Se levantó y salió de la cuadra. El patio estaba lleno de cadetes. Era la hora ambigua, indecisa, en que la tarde y la noche se equilibran y como neutralizan. Una media sombra destrozaba la perspectiva de las cuadras, respetaba los perfiles de los cadetes envueltos en sus gruesos sacones, pero borraba sus facciones, igualaba en un color ceniza el patio que era gris claro, los muros, la pista de desfile casi blanca y el descampado desierto. La claridad hipócrita falsificaba también el movimiento y el ruido: todos parecían andar más de prisa o más despacio en la luz moribunda y hablar entre dientes, murmurar o chillar y cuando dos cuerpos se juntaban, parecían acariciarse, pelear. Alberto avanzó hacia el descampado, subiéndose el cuello del sacón. No percibía el ruido de las olas, el mar debía estar en calma. Cuando encontraba un cuerpo extendido en la hierba, preguntaba: «¿Jaguar?». No le contestaban o lo insultaban: «no soy el Jaguar pero si buscas un garrote, aquí tengo uno. Camán». Fue hasta el baño de las aulas. En el umbral del recinto sumido en tinieblas —sobre los excusados brillaban algunos puntos rojos— gritó: ¡Jaguar! Nadie respondió, pero comprendió que todos lo miraban: las candelas se habían inmovilizado. Regresó al descampado y se dirigió hacia los excusados vecinos a «La Perlita»: nadie los utilizaba de noche porque pululaban las ratas. Desde la puerta vio un punto luminoso y una silueta.

—¿Jaguar?

—¿Qué hay?

Alberto entró y encendió un fósforo. El Jaguar estaba de pie, se arreglaba la correa; no había nadie más. Arrojó el fósforo carbonizado.

—Quiero hablar contigo.

—No tenemos nada que hablar —dijo el Jaguar—. Lárgate.

—¿Por qué no les has dicho que fui yo el que los acusó a Gamboa?

El Jaguar rió con su risa despectiva y sin alegría que Alberto no había vuelto a oír desde antes de todo lo ocurrido. En la oscuridad, oyó una carrera de vertiginosos pies minúsculos. «Su risa asusta a las ratas», pensó.

—¿Crees que todos son como tú? —dijo el Jaguar—. Te equivocas. Yo no soy un soplón ni converso con soplones. Sal de aquí.

—¿Vas a dejar que sigan creyendo que fuiste tú? —Alberto se descubrió hablando con respeto, casi cordialmente—. ¿Por qué?
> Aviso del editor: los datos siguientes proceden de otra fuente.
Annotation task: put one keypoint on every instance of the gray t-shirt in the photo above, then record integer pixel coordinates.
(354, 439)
—Yo les enseñé a ser hombres a todos ésos —dijo el Jaguar—. ¿Crees que me importan? Por mí, pueden irse a la mierda todos. No me interesa lo que piensen. Y tú tampoco. Lárgate.
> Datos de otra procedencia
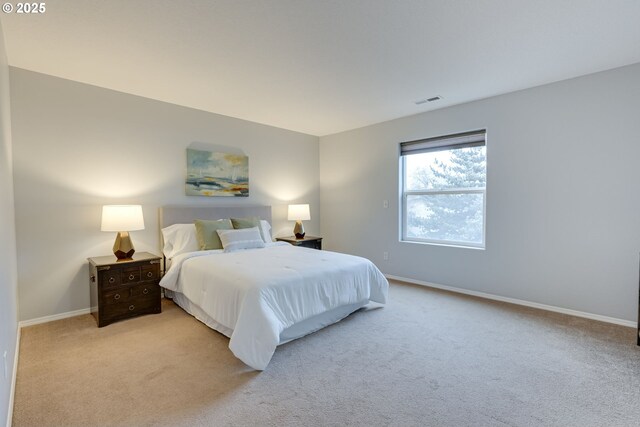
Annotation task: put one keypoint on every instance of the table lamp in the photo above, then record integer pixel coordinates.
(299, 213)
(122, 219)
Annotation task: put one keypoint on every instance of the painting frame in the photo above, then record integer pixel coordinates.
(216, 174)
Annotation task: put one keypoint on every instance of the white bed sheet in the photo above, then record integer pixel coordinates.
(256, 294)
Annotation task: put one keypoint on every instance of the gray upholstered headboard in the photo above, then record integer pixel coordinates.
(187, 214)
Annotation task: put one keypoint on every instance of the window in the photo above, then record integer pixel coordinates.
(443, 189)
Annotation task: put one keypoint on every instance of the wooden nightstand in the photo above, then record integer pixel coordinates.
(307, 241)
(121, 289)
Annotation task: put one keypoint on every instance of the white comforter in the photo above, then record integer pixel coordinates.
(258, 293)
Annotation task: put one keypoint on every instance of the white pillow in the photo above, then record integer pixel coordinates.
(179, 239)
(264, 228)
(243, 238)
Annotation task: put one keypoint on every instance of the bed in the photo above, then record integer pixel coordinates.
(264, 297)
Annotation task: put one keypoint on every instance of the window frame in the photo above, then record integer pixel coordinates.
(466, 190)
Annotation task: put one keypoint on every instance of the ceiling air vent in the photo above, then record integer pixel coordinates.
(424, 101)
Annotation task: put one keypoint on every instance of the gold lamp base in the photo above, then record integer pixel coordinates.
(298, 230)
(123, 247)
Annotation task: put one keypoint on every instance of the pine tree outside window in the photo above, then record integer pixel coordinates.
(444, 189)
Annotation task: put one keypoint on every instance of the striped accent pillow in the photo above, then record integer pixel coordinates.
(244, 238)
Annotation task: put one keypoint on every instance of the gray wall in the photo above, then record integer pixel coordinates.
(77, 147)
(563, 196)
(8, 273)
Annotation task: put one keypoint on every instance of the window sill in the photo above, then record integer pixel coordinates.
(444, 244)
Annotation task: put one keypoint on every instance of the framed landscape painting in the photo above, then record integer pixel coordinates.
(217, 174)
—Jaguar —dijo Alberto—. Te vine a buscar para decirte que siento lo que ha pasado. Lo siento mucho.

—¿Vas a ponerte a llorar? —dijo el Jaguar—. Mejor no vuelvas a dirigirme la palabra. Ya te he dicho que no quiero saber nada contigo.

—No te pongas en ese plan —dijo Alberto—. Quiero ser tu amigo. Yo les diré que no fuiste tú, sino yo. Seamos amigos.
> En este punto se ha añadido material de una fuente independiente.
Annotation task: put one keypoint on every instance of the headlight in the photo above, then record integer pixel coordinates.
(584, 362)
—No quiero ser tu amigo —dijo el Jaguar—. Eres un pobre soplón y me das vómitos. Fuera de aquí.

Esta vez, Alberto obedeció. No volvió a la cuadra. Estuvo tendido en la hierba del descampado, hasta que tocaron el silbato para ir al comedor.

EPÍLOGO

… en cada linaje el deterioro ejerce su dominio

C
ARLOS
G
ERMÁN
B
ELLI

C
UANDO EL
teniente Gamboa llegó a la puerta de la secretaría del año, el capitán Garrido colocaba un cuaderno en un armario; estaba de espaldas, la presión de la corbata cubría su cuello de arrugas. Gamboa dijo «buenos días» y el capitán se volvió.

—Hola, Gamboa —dijo, sonriendo—. ¿Listo para partir?

—Sí, mi capitán—. El teniente entró en la habitación. Vestía el uniforme de salida; se quitó el quepí: un fino surco ceñía su frente, sus sienes y su nuca como un perfecto círculo—. Acabo de despedirme del coronel, del comandante y del mayor. Sólo me falta usted.

—¿Cuándo es el viaje?

—Mañana temprano. Pero todavía tengo muchas cosas que hacer.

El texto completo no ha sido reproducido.